"Amy Winehouse: 1984 - 2011" |
There are only two options in how anyone can view another persons life; One: we judge them based on our own morality, principals, and conditioned notions of personal reality. Or two: we understand every solitary story of the human race belongs to its own book; the pages articulated by the actions of it's sole owner. In doing so, we respect the knowledge we are not them; and therefore have no right to pass judgement on decisions they make which only effect themselves - as if we are an omnipotent force who has any right to...
I write this article on discovering the sad news singer/songwriter Amy Winehouse has been found dead in her Camden home, at the tragically young age of 27. Initially it leaves me angry; not because a woman who carried such exceptional talent is no longer with us, or knowing she must have faced extraordinary pressure for so many years; which none of us could ever comprehend. It is more from the amount of judgement I read upon her life, by people who had never met nor even knew her; as if she were a one-dimensonal black and white figure from a poorly written slice of film noir.
I can understand the frustrations of seeing a lost and somewhat innocent soul destroying themselves in a world of heavy drugs and alcohol, or even wasting her prodigious ability. But how many people can truly understand how isolating the pressures of fame are, or how lonely, empty, disillusioned, or just plain tired of life she may had become; finding solace in escapism - as millions of young people do and have done since the dawn of moonshine. We never knew her past, her darkness, or how her eyes saw the world in the harsh glow of a morning sun, so what right do we have to pass sentence; not just on her, but anybody famous? I am tired of those who judge others through the distorted veil of their own disdain; as if they carry the rulebook of life, handed to them by God himself.
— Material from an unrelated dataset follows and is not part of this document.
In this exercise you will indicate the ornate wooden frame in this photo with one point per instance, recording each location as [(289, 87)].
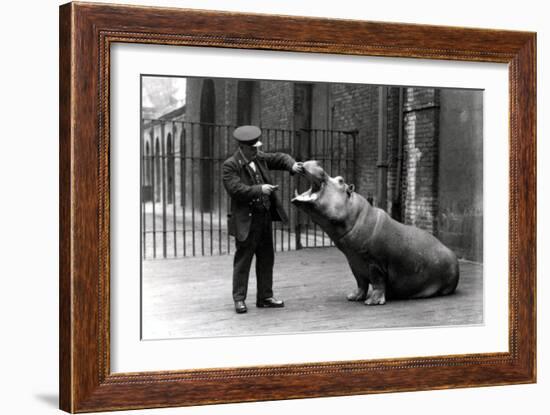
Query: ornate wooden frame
[(86, 33)]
It draws parallels to Kurt Cobain; the lead singer/songwriter of grunge band Nirvana, who also passed at the age of 27; after fighting depression, drug problems, and a chronic stomach ailment through most of his adult life. I always thought the guy was and still is perpetually misunderstood; his dry, ironic humour being taken as serious, his sensitivity being judged as pathetic, and sense of human empathy profusely ignored, purely so media types could take potshots at those who find life so fucking awful to exist within, they try to escape its pain through substances; as if they intravenously inject heroin with a smile upon their faces.
Another soul has left this Earth, way too young. Another tortured artist to be condemned today, and revered a couple of decades from now. Leaving a collection of timeless music, misunderstood interviews, and revisionist biographies by people who never really knew her, looking to cash in on her both her name, and her death; acts much more heinous than merely being a good soul lost in a bad drug addiction. I am sorry to hear she has died, as she was one of the very few artists of my generation, who seemed to stay true to how they saw the world - regardless of the force thrust upon her; that and she had the unique voice of a weary yet soulful angel.
More than anything, I hope she never felt alone in her life. But it seems the more you understand the nature of life, the more you understand how very few people actually do. We all deal with the trials and tribulations in different means - some people write, a few dance, most construct a veil, and a tragic few become lost in a culture of drugs. Amy Winehouse experienced a life very few will ever understand. You don't have to like what she did, or how she lived her life, but remember one unquestionable truth; you never walked a mile in her shoes... or wrote a masterpiece like Back to Black.